I have no doubt that the authors of this book are very experienced at development and admin of SQL Server 2000 and earlier versions. They covered all topics in sufficent breath and depth. However, I would only rate this book as adequate for the following 2 reasons:
1. There was a definate lack of organization to the way the material was presented. Quite often, there were non-sequeters: the text would be explaining some concept, but then suddenly there would be a paragraph on something quite unrelated (at least, I did not see the connection). The authors should have explained how the paragraph relates, or put it in a side-bar, or perhaps in another section. 'Stream of Consciousness' prose does NOT belong in a book providing technical instruction!
The book was also disorganized in the fact that concepts were often used before they were introduced or explained.
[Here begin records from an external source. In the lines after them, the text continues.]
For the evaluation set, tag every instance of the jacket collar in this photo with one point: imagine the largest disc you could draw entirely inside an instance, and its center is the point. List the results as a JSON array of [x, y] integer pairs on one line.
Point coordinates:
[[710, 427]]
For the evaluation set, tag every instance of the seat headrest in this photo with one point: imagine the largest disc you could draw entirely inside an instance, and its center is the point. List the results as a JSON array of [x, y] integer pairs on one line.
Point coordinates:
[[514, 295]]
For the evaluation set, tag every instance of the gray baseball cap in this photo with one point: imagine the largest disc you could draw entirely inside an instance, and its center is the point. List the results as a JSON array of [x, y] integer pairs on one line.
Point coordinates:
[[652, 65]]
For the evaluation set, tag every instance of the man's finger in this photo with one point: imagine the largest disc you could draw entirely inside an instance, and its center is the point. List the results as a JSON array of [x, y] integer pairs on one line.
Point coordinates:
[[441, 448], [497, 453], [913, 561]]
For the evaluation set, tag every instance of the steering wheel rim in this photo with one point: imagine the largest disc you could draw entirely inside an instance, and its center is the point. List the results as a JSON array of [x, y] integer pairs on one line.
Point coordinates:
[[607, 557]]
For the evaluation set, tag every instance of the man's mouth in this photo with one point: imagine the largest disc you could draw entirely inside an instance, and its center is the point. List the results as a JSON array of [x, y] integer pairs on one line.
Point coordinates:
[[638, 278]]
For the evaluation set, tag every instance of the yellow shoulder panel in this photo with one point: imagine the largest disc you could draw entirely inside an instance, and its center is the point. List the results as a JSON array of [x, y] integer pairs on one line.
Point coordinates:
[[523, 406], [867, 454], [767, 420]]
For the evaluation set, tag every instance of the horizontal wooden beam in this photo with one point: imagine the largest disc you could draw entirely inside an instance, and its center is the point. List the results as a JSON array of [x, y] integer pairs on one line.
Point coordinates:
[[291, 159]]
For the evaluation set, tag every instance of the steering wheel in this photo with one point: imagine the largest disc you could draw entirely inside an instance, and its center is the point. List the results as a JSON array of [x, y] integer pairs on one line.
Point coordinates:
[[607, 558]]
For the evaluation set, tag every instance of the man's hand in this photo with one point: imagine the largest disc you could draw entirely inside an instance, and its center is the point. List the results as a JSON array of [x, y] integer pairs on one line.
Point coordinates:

I know this is necessary sometimes, but it should happen rarely, and an author should explain fully why they are doing it so the reader is not left to wonder if they missed something.
2. There were some errors in the code examples, not as much as in some computer books I have seen, but more than I think is acceptable. When I am paid to write code, I make damn sure it runs, and I hold authors of computer books to the same high standards. As a novice to T-SQL, I need to be able to examine CORRECTLY WORKING code examples; I really am not in a position to debug code in a langauge that I am just starting to learn.
Bottom line: this book is OK, but the authors need to do a better job at organizing their material before presenting it, and checking over their own code.